Another way to mitigate the damage taken includes wearing four pieces of warm clothing. Many players opt to wear the Pyromancer Set, but this drops from Wintertodt. If you don’t have it, you can dig up the Clue Hunter Outfit, buried on specific tiles of the OSRS map.
Other sets of warm clothing include the bomber hat and jacket from the Enlightened Journey quest, all parts of the Santa, AntiSanta, and Bunny outfits from Holiday events, and yak-hide armor.
Whilst at Wintertodt, it is also useful to wear a Hitpoint cape (if you have one) and a regen bracelet to lessen the damage from the cold and use the Redemption prayer. This way, players are less likely to need food to heal.

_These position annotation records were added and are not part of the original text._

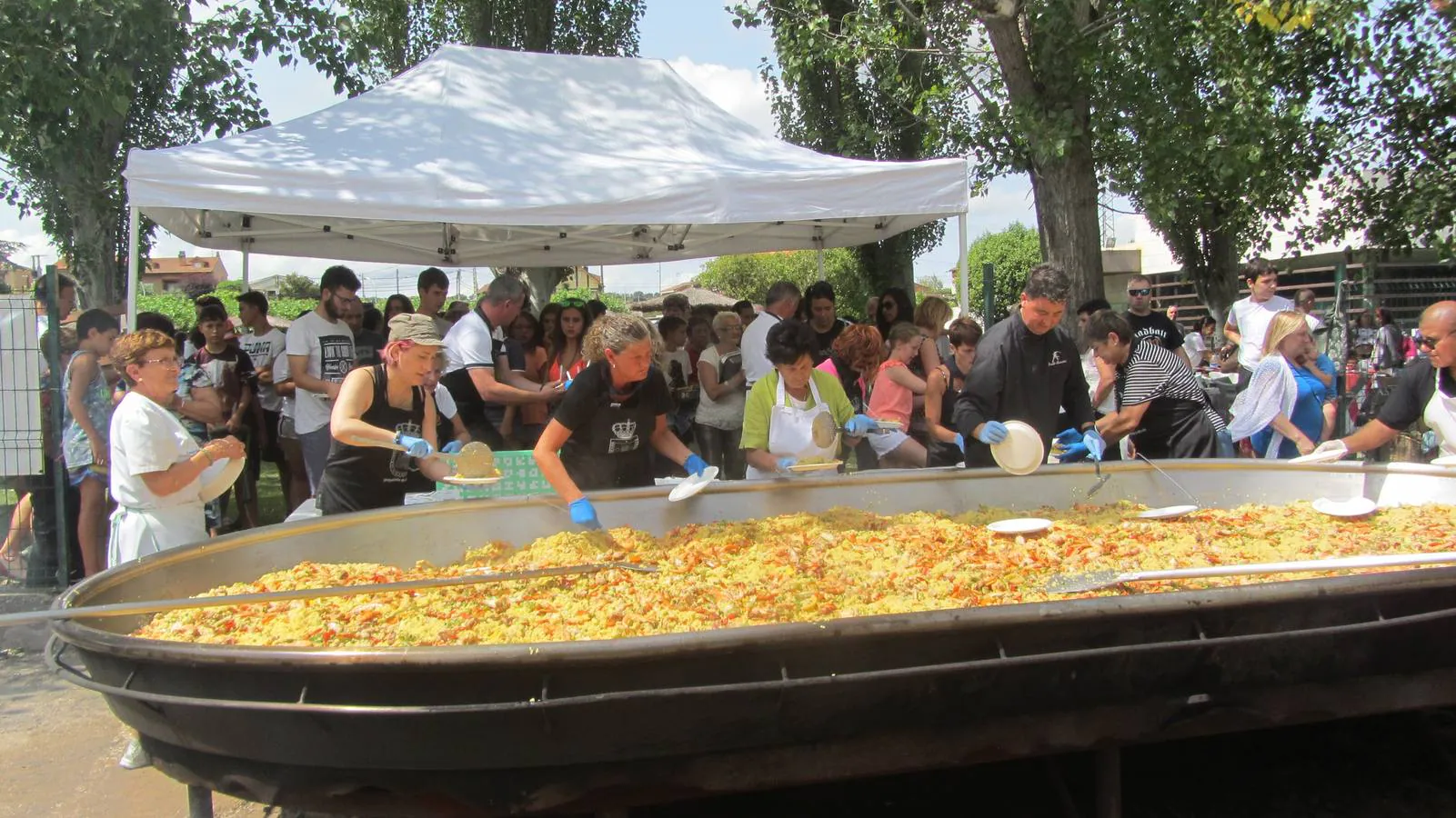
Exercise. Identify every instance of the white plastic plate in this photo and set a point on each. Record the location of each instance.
(1019, 525)
(1320, 457)
(1353, 507)
(692, 485)
(1021, 453)
(828, 466)
(457, 481)
(1168, 513)
(218, 478)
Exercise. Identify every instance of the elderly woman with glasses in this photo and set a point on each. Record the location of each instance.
(156, 464)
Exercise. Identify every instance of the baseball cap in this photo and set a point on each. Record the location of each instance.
(414, 326)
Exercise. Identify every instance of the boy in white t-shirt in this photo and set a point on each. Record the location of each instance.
(1250, 317)
(321, 353)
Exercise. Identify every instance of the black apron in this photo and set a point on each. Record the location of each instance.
(618, 452)
(1174, 428)
(947, 453)
(358, 478)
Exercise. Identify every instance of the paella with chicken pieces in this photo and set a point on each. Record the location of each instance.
(784, 569)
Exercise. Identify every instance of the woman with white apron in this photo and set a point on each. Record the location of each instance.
(156, 466)
(778, 423)
(612, 420)
(1424, 390)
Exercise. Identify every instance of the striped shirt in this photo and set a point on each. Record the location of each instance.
(1153, 373)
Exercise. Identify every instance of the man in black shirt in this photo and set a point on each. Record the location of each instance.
(1149, 324)
(1424, 390)
(817, 309)
(1027, 368)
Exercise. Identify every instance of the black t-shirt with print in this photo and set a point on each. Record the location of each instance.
(610, 442)
(1158, 326)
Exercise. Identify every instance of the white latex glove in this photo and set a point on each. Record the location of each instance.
(1327, 452)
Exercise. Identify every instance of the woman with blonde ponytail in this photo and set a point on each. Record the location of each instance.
(613, 415)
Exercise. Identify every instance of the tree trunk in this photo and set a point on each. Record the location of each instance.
(1066, 215)
(1063, 175)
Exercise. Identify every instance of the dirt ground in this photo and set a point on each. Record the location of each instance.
(60, 744)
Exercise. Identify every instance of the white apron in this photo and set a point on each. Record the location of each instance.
(140, 532)
(791, 430)
(1441, 416)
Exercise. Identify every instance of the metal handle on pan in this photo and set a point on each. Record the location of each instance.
(76, 677)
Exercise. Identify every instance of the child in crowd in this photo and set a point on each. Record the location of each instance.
(230, 368)
(87, 425)
(893, 397)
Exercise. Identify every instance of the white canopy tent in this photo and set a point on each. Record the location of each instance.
(482, 157)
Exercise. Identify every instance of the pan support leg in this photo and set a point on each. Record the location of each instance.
(198, 803)
(1109, 782)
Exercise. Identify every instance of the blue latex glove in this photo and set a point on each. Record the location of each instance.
(417, 447)
(992, 433)
(1073, 453)
(695, 464)
(1068, 437)
(583, 513)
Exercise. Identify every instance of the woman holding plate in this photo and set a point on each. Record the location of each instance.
(380, 408)
(779, 414)
(156, 466)
(615, 414)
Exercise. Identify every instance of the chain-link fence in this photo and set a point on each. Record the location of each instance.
(38, 504)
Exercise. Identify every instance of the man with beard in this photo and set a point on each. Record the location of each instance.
(321, 353)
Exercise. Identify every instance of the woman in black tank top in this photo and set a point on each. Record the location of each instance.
(385, 404)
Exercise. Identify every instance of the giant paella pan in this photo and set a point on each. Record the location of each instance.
(578, 723)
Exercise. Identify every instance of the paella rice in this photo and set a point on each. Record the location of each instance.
(780, 569)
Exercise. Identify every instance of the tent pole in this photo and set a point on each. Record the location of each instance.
(964, 265)
(133, 264)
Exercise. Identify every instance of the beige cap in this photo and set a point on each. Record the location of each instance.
(414, 326)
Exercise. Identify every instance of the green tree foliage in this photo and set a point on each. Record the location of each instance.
(295, 285)
(750, 275)
(579, 294)
(178, 307)
(1012, 252)
(1018, 92)
(85, 82)
(1395, 182)
(836, 94)
(1213, 125)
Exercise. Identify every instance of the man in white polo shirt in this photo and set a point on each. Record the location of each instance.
(1250, 317)
(780, 303)
(321, 353)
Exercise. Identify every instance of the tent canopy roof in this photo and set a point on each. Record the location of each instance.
(481, 156)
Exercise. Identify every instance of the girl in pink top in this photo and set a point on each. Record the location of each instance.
(893, 399)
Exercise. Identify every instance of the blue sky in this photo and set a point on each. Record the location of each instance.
(700, 43)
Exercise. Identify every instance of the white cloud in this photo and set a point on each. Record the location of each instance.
(737, 91)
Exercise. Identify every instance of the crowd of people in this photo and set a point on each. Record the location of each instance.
(356, 406)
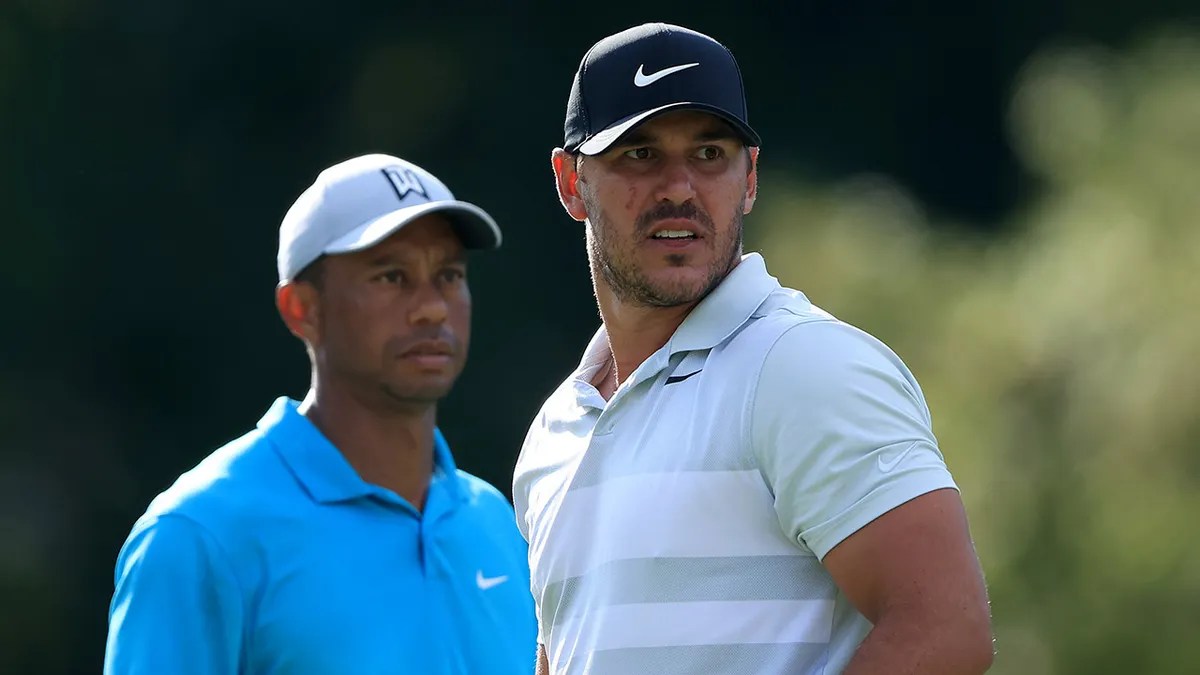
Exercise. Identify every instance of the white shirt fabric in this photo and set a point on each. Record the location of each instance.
(679, 526)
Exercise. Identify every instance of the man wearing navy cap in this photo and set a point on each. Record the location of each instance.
(339, 536)
(731, 481)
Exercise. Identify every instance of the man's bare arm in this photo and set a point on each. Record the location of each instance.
(915, 574)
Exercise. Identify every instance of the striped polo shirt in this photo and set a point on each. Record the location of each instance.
(679, 526)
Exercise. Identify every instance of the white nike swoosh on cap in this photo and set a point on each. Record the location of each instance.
(486, 583)
(642, 79)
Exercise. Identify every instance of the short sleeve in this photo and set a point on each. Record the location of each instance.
(177, 605)
(841, 432)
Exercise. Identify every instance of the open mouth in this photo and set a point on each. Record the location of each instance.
(673, 234)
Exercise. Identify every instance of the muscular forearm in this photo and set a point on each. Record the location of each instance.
(899, 645)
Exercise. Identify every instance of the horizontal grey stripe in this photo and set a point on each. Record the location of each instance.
(673, 446)
(703, 659)
(690, 579)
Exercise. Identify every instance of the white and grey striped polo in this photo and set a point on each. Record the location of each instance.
(679, 527)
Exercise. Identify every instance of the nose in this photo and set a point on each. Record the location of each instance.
(429, 305)
(677, 185)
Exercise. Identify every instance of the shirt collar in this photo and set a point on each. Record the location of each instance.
(322, 469)
(731, 304)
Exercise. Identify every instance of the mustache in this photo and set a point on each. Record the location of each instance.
(671, 210)
(426, 334)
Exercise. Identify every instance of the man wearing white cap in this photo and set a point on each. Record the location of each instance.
(339, 536)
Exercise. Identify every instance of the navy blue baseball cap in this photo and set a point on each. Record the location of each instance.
(637, 73)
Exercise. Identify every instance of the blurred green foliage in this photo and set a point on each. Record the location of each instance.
(1060, 359)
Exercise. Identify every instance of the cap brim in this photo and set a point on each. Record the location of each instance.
(605, 138)
(472, 223)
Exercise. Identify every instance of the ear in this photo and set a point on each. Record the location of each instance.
(567, 178)
(299, 306)
(751, 181)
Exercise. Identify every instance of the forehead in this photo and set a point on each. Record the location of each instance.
(691, 125)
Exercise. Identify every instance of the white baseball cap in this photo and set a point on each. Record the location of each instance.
(360, 202)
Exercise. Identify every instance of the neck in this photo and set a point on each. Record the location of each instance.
(635, 332)
(391, 448)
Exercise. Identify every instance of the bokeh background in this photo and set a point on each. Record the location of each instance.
(1008, 193)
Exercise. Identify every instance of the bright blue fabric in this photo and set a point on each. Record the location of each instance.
(274, 556)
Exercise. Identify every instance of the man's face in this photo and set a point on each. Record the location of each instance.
(664, 208)
(395, 318)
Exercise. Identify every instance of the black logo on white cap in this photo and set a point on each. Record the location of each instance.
(405, 181)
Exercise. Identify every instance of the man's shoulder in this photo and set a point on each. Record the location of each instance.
(222, 488)
(483, 494)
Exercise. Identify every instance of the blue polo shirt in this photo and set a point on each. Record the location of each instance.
(274, 556)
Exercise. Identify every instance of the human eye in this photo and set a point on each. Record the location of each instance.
(391, 276)
(453, 274)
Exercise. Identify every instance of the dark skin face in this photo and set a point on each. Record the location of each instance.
(390, 324)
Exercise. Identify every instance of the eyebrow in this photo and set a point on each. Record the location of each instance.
(640, 137)
(387, 258)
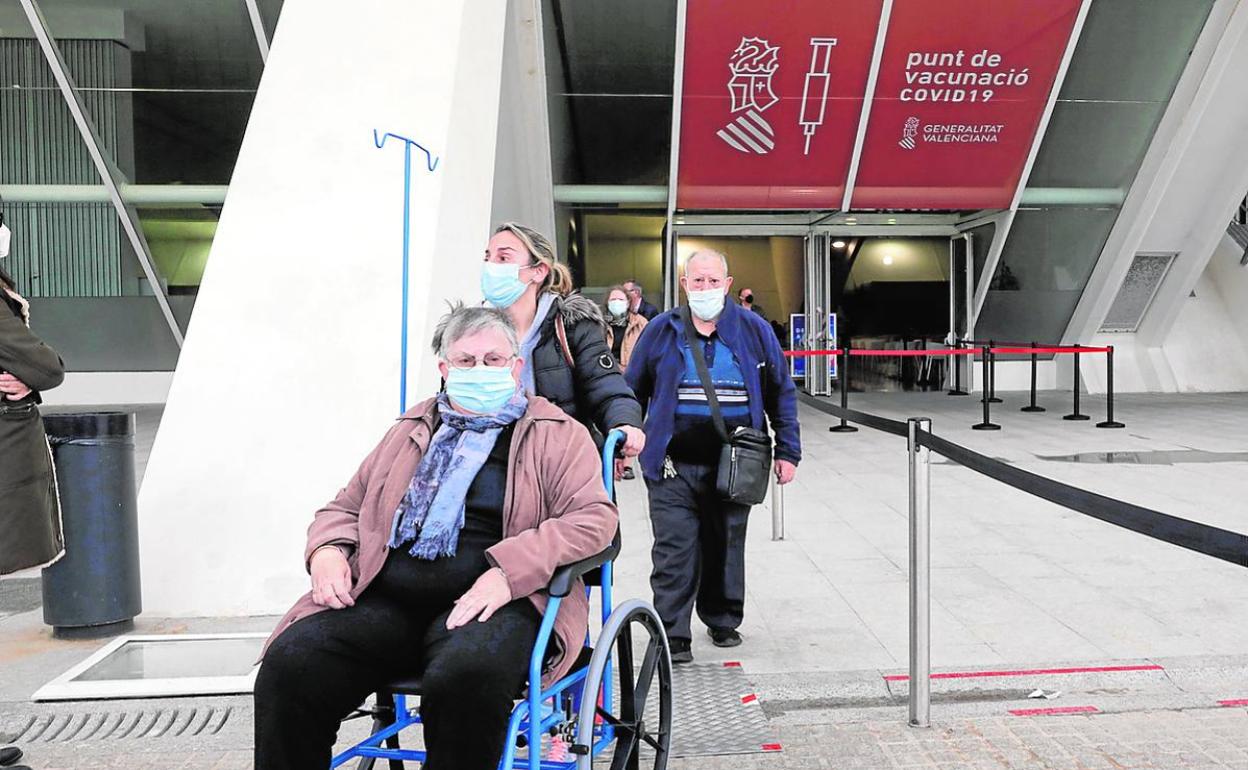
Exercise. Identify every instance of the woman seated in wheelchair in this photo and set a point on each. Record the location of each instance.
(432, 562)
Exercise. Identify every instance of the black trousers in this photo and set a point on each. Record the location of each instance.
(323, 667)
(699, 552)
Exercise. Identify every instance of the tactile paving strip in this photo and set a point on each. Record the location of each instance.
(716, 713)
(154, 723)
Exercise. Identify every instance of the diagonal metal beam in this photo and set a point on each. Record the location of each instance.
(257, 25)
(109, 172)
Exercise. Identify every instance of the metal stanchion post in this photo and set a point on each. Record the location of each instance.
(1076, 413)
(920, 575)
(987, 418)
(1110, 422)
(1035, 363)
(957, 370)
(776, 509)
(844, 377)
(992, 373)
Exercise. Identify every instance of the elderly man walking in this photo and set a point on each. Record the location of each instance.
(699, 528)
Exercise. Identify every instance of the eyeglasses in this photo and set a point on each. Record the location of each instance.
(491, 360)
(502, 260)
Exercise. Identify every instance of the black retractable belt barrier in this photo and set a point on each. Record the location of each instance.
(1202, 538)
(1076, 413)
(957, 371)
(1032, 406)
(844, 381)
(1110, 422)
(871, 421)
(987, 424)
(992, 373)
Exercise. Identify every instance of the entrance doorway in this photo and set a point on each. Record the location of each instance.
(885, 292)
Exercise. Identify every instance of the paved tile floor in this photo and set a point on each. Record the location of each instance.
(1017, 583)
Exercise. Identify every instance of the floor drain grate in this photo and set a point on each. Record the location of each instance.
(115, 725)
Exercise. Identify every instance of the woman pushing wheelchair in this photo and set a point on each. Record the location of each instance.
(432, 559)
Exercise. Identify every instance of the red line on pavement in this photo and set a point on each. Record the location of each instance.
(1055, 711)
(1092, 669)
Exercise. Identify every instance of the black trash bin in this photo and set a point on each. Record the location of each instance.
(92, 590)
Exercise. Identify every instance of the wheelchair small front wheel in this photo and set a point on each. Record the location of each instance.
(638, 713)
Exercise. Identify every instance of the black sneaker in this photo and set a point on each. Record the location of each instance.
(682, 650)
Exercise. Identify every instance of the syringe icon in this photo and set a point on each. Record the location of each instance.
(814, 94)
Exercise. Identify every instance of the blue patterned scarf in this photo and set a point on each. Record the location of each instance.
(432, 512)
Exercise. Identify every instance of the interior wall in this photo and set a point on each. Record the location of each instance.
(771, 267)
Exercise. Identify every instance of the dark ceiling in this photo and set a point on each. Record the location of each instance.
(619, 63)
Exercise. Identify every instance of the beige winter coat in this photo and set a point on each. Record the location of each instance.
(555, 512)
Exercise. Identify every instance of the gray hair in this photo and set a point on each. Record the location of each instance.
(464, 321)
(706, 252)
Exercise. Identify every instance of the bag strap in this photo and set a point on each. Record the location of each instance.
(695, 350)
(560, 333)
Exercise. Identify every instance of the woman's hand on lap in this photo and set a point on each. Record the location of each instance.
(487, 595)
(634, 439)
(13, 388)
(331, 578)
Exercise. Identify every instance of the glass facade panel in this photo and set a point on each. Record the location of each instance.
(169, 87)
(1125, 68)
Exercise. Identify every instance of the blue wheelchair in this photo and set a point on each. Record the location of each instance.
(598, 708)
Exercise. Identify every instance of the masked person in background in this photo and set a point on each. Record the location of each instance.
(30, 513)
(699, 536)
(639, 303)
(623, 325)
(563, 336)
(433, 560)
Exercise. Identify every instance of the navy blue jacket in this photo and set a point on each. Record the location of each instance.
(658, 365)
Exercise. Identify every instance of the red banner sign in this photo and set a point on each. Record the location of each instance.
(961, 89)
(771, 100)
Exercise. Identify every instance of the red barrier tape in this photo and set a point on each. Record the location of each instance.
(911, 353)
(1048, 350)
(805, 353)
(946, 352)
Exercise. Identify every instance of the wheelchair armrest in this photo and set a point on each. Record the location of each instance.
(563, 578)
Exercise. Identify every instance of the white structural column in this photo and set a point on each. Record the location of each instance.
(1193, 176)
(290, 372)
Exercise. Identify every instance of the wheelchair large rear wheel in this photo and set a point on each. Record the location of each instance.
(639, 711)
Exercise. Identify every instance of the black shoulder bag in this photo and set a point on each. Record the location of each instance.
(745, 458)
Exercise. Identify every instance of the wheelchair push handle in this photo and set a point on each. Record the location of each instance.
(612, 448)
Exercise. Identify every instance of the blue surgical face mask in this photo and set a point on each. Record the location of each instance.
(501, 283)
(708, 303)
(481, 388)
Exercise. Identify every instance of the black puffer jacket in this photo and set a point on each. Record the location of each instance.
(592, 391)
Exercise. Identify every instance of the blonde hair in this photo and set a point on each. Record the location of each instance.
(558, 278)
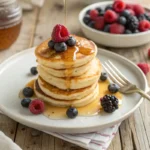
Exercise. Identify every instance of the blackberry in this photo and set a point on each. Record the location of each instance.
(109, 103)
(113, 88)
(141, 17)
(132, 23)
(34, 71)
(128, 32)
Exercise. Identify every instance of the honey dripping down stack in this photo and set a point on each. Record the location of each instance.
(68, 70)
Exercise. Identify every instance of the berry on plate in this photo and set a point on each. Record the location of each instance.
(113, 88)
(144, 67)
(25, 102)
(110, 16)
(72, 112)
(71, 41)
(129, 6)
(60, 47)
(116, 28)
(93, 14)
(128, 32)
(28, 92)
(119, 6)
(34, 71)
(36, 106)
(107, 28)
(109, 103)
(103, 76)
(138, 9)
(51, 44)
(149, 53)
(60, 33)
(99, 23)
(144, 25)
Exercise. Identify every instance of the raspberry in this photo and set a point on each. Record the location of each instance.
(99, 23)
(36, 106)
(116, 28)
(130, 6)
(93, 14)
(149, 53)
(60, 33)
(119, 5)
(110, 16)
(144, 67)
(144, 25)
(138, 9)
(131, 12)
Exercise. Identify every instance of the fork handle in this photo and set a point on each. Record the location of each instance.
(143, 94)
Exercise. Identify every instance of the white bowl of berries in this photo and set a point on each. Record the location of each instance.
(116, 24)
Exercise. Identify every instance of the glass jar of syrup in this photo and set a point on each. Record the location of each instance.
(10, 22)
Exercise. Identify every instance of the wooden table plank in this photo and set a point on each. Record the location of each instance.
(134, 133)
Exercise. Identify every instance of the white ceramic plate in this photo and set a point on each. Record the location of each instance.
(112, 40)
(14, 75)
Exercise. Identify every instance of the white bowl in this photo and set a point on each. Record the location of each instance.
(112, 40)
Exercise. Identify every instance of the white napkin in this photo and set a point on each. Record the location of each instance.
(92, 141)
(99, 140)
(7, 144)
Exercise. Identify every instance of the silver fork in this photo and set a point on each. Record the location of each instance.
(125, 85)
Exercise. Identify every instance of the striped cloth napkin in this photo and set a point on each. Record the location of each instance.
(99, 140)
(92, 141)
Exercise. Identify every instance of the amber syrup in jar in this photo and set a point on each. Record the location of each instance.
(10, 22)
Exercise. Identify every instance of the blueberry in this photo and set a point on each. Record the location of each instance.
(71, 41)
(136, 31)
(113, 88)
(109, 7)
(86, 19)
(28, 92)
(91, 24)
(107, 28)
(72, 112)
(25, 102)
(99, 9)
(51, 44)
(126, 13)
(88, 11)
(33, 70)
(128, 31)
(102, 13)
(103, 76)
(60, 47)
(122, 20)
(141, 17)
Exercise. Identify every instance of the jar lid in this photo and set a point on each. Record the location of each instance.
(10, 13)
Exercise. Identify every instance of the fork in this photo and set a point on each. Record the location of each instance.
(125, 85)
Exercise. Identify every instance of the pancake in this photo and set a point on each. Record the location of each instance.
(67, 72)
(85, 80)
(64, 94)
(63, 103)
(80, 54)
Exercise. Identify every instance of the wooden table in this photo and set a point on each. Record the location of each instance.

You will need food or some other method of restoring your HP during the Wintertodt fight, but all the other items you’ll need are provided in the starting area. There are axes for chopping roots, knives for fletching them, tinderboxes to start the braziers, and vials to make the Pyromancer-healing potions.
If you have access to them, I would recommend using Saradomin Brews as your healing item of choice. These are potions that restore a HP based on your Hitpoint level, and typically contain four doses. This way, you pack more healing ability into your limited inventory slots.
However, the Saradomin Brews lower combat stats when sipped. While this doesn’t matter at Wintertodt, since none of these stats are used, it’s important to remember.
It may be prudent to teleport to your player-owned house with an ornate rejuvenation pool, the Ferox Enclave, or the Elidinis Statue in the desert to restore these stats between each fight.
Wintertodt: the Fight
Once the round starts, light a brazier, chop Bruma roots until your inventory is full, and burn them in the brazier. Fix (with a hammer) and relight the brazier if needed.
Note that equipping a full pyromancer outfit also increases Firemaking experience by 2.5% (pieces of the outfit can be found by searching supply crafts immediately after subduing the Wintertodt).
Experience rates will differ depending on your level. It will take around 600 rounds and 40 hours (assume an average kill length of 4 minutes and a 1-minute pause) to get from level 50 to level 99 Firemaking if you fletch every log.
Extra Firemaking Information
There are also several quests that reward firemaking experience, though none of them are free-to-play. These quests include The Giant Dwarf, Heroes’ Quest, Enlightened Journey, Making Friends with My Arm, and Enakhra’s Lament.
Once you’ve reached 99 firemaking, you can buy “The cape worn by master firelighters,” the firemaking cape, for 99,000 coins along with the Firemaking hood from Ignatius Vulcan, just south of Seers’ Village. It can act as warm clothing for Wintertodt and as an inextinguishable light source when worn or in your inventory.
While it doesn’t have as many uses as other skills, firemaking can be an incredibly fast and profitable skill to train via unique methods like Wintertodt. In fact, the experience offered by simple casual play at Wintertodt is some of the best in the game.